Kansas Progress Institute

Ad Astra Per Aspera ~ To the Stars Through Difficulties

Modest Proposal Regarding Oligopolies

Posted on March 25, 2016

By David Burress

It is impossible to reverse oligarchical rule without resurrecting antimonopoly law. Here is a modest proposal:
it should be illegal for any company with over 25% of the revenues in any major national market to acquire or merge or enter into marketing agreements with or acquire patents from any other company with any sales or anticipated sales in that market.
Of course there are 2 difficulties:
1. enforcement
2. defining major markets.


The FTC should have power to define major markets, based on detailed criteria in the law. One criterion should state that all sales belong to at least one major market. It should also have joint enforcement power with DOJ, just as today.


However the FTC won’t get around to it until forced. So the main enforcement should consist in a right of competitors to sue. Moreover if there is no defined major market, the competitor should have first crack at market definition. Moreover, any would-be mergerer that loses a suit should pay all lawyer’s fees plus interest–but not vice versa. That is, the presumption should be against mergers and acquisitions.
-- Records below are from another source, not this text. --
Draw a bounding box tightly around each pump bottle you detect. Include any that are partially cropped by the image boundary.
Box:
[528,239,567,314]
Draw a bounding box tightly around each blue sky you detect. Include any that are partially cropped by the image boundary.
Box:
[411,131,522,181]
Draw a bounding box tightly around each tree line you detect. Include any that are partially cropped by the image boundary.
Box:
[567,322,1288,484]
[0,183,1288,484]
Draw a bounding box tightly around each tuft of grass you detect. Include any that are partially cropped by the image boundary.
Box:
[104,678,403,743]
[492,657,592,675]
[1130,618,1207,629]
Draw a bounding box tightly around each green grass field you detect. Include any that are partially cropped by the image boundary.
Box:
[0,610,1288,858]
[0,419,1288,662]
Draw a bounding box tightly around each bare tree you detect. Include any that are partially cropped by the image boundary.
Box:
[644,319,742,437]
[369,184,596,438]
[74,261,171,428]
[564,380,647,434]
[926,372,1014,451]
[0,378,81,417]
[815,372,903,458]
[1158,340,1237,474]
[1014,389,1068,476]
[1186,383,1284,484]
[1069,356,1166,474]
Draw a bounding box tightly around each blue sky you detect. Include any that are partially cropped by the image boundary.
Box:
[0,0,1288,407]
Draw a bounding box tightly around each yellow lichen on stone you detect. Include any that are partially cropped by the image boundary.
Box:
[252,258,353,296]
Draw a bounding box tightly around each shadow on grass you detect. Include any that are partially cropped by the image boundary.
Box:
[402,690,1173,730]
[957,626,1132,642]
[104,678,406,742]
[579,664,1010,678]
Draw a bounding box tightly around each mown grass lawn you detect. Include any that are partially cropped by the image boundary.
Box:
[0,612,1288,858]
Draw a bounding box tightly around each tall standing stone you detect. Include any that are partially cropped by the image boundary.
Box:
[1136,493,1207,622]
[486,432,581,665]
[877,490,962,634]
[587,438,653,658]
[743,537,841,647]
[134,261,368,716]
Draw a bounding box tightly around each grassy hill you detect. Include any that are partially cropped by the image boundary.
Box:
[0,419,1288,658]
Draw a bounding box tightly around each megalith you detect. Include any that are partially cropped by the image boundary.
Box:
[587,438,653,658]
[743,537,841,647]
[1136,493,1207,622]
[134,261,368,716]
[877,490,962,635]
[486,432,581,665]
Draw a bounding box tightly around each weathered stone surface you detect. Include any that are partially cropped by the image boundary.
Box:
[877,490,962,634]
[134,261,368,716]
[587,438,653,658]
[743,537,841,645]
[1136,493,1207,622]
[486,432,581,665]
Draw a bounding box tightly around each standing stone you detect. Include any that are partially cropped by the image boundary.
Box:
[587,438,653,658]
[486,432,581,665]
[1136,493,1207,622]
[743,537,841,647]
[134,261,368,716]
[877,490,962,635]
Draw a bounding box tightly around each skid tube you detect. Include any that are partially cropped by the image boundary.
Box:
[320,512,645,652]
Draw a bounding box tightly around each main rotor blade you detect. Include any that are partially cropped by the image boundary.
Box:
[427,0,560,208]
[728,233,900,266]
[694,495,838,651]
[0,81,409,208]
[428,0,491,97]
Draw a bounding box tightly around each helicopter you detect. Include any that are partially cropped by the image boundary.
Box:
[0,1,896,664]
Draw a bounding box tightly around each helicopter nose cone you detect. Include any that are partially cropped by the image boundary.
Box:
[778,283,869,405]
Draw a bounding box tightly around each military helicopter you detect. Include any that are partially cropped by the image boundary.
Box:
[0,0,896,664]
Granted this will lead to a reduction in incentive for high tech innovators. The most important game plan for high tech startups these days looks like this: invent a new bell or whistle, show proof of concept, then sell it to the most relevant monopolist, who will either suppress it or add it to their offerings and improve their monopoly position. In other words, the foregone incentive is mostly tied to anti-social outcomes. On the other hand there will be an improved inventive to sell to feisty smaller competitors who sharpen competition.


I also grant that patent and intellectual property right (IPR) law for high tech is a mess and that IPRs can’t be enforced without creating a impenetrable thicket of related IPRs, which this proposal would interfere with. I for one am not a fan of existing IPR law. Keep in mind that an IP right is nothing other than a legal monopoly. But sorting that out would require a different, and longer, post.